アーミッシュキルト
1700年代頃ドイツから、アメリカのペンシルバニア州に移住した人々の中から生まれたキルトです。キリスト教プロテスタントの一派で、信仰の純粋さを保つため、厳しい制約を生活条件とした彼らは、現在でも電気や自動車など一切の機械文明を拒否した生活をしています。キルトづくりにもその精神は反映され、洗練された力強い幾何学的構図に、無地の布だけ使って大胆な配色をしたキルトは、素朴さの中にも強烈な印象を与えます。
アーミッシュキルト(ミフリン)
デザイン/鶴本静江
制作/小林由美子
アップリケキルト
モチーフの図案を切り取り、大きな土台布にまつりつける方法と、ブロックごとにアップリケをし、それぞれをつなぎ合わせる方法があります。曲線の多いデザインに用いられ、絵画的表現がしやすい技法です。
アップリケキルト
デザイン・制作/山下領子
アルバムキルト
各自がブロックを持ち寄り、共同制作したキルトです。また、一人で全ブロックをつくり、それぞれの人がサインを入れた作品などがあります。友情キルト、署名キルト、記念キルト、贈呈キルトなどもあります。
エンブロイダリーキルト
エンブロイダリーは日本語で刺しゅうの意味。ブロックにいろいろな図案を刺しゅうで表現した技法のことをいいます。
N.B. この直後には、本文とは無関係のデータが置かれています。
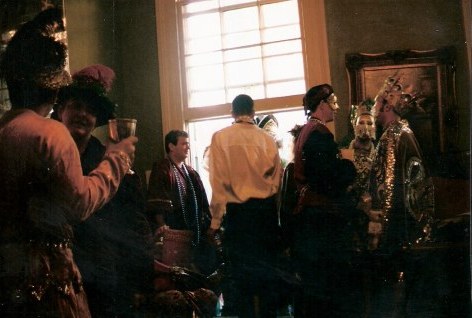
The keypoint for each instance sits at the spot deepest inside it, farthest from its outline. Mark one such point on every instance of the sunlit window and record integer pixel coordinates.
(233, 47)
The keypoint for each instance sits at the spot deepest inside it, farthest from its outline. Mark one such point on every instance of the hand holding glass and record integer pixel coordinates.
(121, 128)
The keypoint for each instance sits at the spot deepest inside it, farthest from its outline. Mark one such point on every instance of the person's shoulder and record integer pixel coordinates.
(43, 127)
(160, 164)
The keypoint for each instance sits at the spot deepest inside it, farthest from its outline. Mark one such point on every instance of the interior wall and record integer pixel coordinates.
(121, 34)
(368, 26)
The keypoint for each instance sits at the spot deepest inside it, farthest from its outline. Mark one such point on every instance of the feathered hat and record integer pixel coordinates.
(91, 86)
(34, 57)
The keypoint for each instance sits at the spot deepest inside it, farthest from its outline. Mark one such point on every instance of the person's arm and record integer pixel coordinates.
(159, 197)
(219, 181)
(80, 195)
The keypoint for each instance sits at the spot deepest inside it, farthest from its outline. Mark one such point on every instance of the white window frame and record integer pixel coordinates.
(176, 115)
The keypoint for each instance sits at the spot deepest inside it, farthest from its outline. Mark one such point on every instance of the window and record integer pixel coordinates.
(250, 47)
(279, 55)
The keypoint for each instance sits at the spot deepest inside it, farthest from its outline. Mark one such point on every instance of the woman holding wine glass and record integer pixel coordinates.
(44, 191)
(111, 247)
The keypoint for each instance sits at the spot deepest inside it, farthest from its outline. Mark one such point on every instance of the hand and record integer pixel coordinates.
(365, 203)
(214, 237)
(160, 231)
(127, 146)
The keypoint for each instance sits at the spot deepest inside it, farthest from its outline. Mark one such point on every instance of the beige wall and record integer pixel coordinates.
(376, 26)
(121, 34)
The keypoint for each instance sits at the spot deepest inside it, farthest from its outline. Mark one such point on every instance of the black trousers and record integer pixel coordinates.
(251, 241)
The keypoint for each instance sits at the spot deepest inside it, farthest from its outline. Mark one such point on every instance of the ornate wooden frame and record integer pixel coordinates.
(429, 73)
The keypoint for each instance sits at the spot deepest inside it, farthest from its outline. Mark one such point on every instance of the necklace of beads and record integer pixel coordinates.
(316, 120)
(181, 189)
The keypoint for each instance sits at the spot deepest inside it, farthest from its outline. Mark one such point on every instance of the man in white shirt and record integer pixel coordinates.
(245, 174)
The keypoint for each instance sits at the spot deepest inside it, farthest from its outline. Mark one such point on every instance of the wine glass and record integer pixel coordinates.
(121, 128)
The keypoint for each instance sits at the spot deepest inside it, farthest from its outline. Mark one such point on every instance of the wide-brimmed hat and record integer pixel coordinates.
(90, 86)
(34, 57)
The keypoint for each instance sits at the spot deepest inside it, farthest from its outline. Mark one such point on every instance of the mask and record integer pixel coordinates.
(332, 101)
(365, 127)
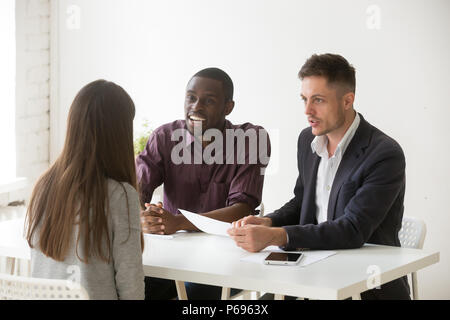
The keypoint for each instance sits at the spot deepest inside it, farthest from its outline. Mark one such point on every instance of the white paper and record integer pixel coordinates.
(164, 236)
(310, 257)
(206, 224)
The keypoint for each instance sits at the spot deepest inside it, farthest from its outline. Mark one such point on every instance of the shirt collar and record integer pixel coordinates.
(319, 143)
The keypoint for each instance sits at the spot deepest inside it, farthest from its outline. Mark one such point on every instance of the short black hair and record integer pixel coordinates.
(219, 75)
(333, 67)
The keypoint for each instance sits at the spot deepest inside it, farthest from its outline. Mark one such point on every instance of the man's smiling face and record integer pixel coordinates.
(205, 104)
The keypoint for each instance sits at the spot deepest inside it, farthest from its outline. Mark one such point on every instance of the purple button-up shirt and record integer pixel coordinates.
(203, 187)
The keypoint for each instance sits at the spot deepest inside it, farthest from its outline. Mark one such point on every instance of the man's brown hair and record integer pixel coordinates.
(333, 67)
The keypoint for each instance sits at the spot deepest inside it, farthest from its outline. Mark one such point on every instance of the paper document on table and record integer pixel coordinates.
(310, 257)
(206, 224)
(164, 236)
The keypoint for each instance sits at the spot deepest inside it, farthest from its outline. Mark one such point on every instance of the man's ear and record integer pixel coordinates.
(348, 99)
(229, 105)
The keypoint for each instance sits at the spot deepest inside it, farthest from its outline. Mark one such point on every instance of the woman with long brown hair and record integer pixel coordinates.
(83, 217)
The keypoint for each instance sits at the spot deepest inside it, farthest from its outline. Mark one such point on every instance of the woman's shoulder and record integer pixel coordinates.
(119, 190)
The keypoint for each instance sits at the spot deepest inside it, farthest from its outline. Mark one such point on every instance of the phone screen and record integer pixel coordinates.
(283, 256)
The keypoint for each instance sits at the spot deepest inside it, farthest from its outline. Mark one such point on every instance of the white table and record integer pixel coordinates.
(215, 260)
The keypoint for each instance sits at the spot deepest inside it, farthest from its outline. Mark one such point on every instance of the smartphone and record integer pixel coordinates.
(283, 258)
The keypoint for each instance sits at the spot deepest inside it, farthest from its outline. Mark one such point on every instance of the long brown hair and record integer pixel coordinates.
(74, 190)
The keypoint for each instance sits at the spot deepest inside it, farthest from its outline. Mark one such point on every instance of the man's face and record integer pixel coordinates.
(205, 104)
(323, 107)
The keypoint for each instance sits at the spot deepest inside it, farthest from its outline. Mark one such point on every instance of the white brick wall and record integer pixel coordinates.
(33, 90)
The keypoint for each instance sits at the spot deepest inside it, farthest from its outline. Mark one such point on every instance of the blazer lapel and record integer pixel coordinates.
(350, 159)
(309, 209)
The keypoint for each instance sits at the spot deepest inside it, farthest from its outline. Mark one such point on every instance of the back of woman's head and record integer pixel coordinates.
(98, 146)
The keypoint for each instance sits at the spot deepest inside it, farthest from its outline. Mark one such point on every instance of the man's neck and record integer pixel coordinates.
(336, 136)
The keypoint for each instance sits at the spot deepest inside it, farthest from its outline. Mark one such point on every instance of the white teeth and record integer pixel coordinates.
(196, 118)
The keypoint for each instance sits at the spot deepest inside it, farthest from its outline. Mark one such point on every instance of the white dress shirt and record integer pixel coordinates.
(329, 166)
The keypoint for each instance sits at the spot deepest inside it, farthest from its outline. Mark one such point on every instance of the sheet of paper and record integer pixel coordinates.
(165, 236)
(309, 258)
(206, 224)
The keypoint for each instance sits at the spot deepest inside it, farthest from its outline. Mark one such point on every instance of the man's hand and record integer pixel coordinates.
(254, 238)
(157, 220)
(252, 220)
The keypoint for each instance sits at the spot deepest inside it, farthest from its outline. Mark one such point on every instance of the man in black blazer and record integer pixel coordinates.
(351, 178)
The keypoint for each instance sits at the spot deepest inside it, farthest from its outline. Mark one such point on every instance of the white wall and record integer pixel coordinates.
(151, 48)
(32, 91)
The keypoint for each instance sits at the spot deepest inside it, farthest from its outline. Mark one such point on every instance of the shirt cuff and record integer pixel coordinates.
(286, 247)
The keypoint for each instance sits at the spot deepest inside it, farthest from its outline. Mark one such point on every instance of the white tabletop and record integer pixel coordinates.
(215, 260)
(12, 240)
(209, 259)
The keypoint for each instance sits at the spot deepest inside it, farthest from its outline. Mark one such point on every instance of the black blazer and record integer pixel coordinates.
(365, 205)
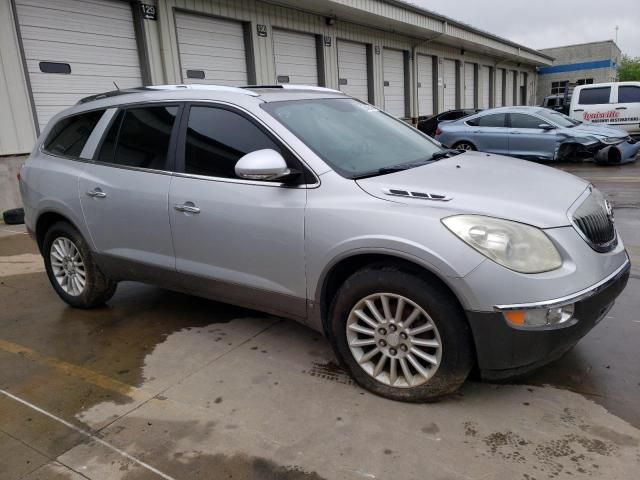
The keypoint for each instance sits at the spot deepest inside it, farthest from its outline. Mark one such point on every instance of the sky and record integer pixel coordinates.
(544, 23)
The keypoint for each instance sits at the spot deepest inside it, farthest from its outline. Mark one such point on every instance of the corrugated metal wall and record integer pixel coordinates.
(17, 129)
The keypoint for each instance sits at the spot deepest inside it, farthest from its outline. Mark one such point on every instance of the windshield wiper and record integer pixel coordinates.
(406, 166)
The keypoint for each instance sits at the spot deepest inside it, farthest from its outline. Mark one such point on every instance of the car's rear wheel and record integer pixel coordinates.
(400, 336)
(71, 269)
(465, 146)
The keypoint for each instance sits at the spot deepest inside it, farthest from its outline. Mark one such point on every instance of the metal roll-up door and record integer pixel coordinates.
(352, 69)
(425, 85)
(450, 84)
(394, 82)
(499, 87)
(212, 50)
(485, 97)
(469, 85)
(76, 48)
(296, 57)
(508, 90)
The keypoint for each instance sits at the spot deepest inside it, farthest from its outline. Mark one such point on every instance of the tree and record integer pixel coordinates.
(629, 69)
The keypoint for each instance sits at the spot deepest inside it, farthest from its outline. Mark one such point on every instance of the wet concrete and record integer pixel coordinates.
(164, 385)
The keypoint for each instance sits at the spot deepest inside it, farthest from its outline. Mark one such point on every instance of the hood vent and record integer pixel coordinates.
(419, 195)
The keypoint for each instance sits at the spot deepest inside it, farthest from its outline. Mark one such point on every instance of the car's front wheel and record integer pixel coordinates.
(73, 273)
(400, 336)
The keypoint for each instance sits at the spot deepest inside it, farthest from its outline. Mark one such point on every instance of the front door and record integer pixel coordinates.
(528, 140)
(124, 193)
(237, 240)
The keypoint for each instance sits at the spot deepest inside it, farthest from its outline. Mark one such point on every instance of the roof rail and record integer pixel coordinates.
(290, 86)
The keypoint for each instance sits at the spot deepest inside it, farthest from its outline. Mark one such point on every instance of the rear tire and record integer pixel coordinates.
(71, 269)
(418, 359)
(468, 146)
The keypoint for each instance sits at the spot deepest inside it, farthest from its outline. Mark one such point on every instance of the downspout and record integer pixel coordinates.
(414, 80)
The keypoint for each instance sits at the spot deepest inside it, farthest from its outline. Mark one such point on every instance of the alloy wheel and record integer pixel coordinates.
(394, 340)
(68, 266)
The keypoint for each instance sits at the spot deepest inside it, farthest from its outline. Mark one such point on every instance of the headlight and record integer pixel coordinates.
(517, 246)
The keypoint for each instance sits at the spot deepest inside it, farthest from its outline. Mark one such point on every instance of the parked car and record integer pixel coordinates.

赤一色の糸で刺すレッドワークや青一色のブルーワーク、清楚な白一色のホワイトワーク、ボリューム感のあるステッチを楽しむキャンドルウィックなどがあります。
クリブキルト
クリブとは幼児用の枠つきベッドのことで、クリブキルトとは幼児のためにつくられた小さいサイズのキルトのことをいいます。アメリカの家庭が開拓時代より裕福になって、独立した子供のベッドを持つようになったのが、その背景にあるようです。
クレイジーキルト・ヴィクトリアンキルト
不定形の布をパズルのように土台布に縫いつけ、刺しゅうステッチで飾りつけます。実用的というより装飾的に使われたため、中綿は入れずに裏をつけてから部分をとじ縫いしてあります。19世紀後半に流行したヴィクトリアン・クレイジーキルトは、シルク、ベルベット、ウールドレスの残り布など上質の布が使われ、大変豪華に仕上げられています。
コンテンポラリーキルト
伝統的なトラディショナルパターンにこだわらず、新しい手法で表現された現代感覚のキルトのこと。全体の構図は従来のキルトのようにモチーフの繰り返しというより、絵画的で、斬新、創造性のあるモダンなデザインが多く見られます。
トラディショナルキルト
デザイン・制作/小幡幸子
トラプントキルト
イタリアで生まれたキルトでイタリアンキルトとも呼ばれます。ホワイトキルトに多く見られ、キルティングしたものに裏から綿や毛糸、コードなどの詰めものを入れて模様を立体的にし、石膏彫刻のような美しいレリーフ効果を表したキルトです。技法はコーティングとスタッフィングの2種類あり、デザインによって使い分けます。
ハワイアンキルト
切り紙細工の模様からできる対称的なパターンを、土台布にアップリケするキルトのこと。草花や海の生き物など自然のモチーフが特徴で、アップリケパターンに沿ったエコーキルトをするのも独特なスタイルです。
ブライドキルト・ブティ
花嫁のためにつくられたキルトです。ダブルウエディングキルトやホワイトキルト、シャーロンのバラなどが代表的なパターンです。花嫁自身が仕上げたものや花婿のイニシャルや結婚記念日などが刺しゅうされました。ブティはフランスで生まれたキルトで、キルト綿をはさまずに2枚の布にステッチをかけてから毛糸などの詰めものをするので、陰影をより一層美しく、装飾的に表現できます。
ブティ
デザイン・制作/浦野カヨ
ボルチモア・アルバムキルト
1840年から1850年頃にアメリカ、メリーランド州のボルチモアで流行し、上流階級を好んだ人々によってつくられた優雅なアップリケキルトです。モチーフは建物、船、家具、花かご、鳥など身の回りのものから独特の美しいパターンをつくり出しています。赤と緑を取り入れた配色が特徴です。
ボルチモア・アルバムキルト
デザイン/石崎智恵子
制作/添野辻子
モラ(リバースアップリケ)
中南米サンブラス諸島のクーナ族による伝統的な民族手芸です。リバースアップリケの手法を用い、幾重にも布を重ねて色鮮やかに人や動物などを表現しています。躍動感あふれる大胆な構図の中に、クーナ族の象徴や民族性が感じられます。
ログキャビンキルト
デザイン・制作/帆足艶子
和のキルト
日本各地の風土を写した、伝統の布でつくるキルトです。絹織物、紬、友禅、西陣など年代を経た古布でつくるキルトも人気があります。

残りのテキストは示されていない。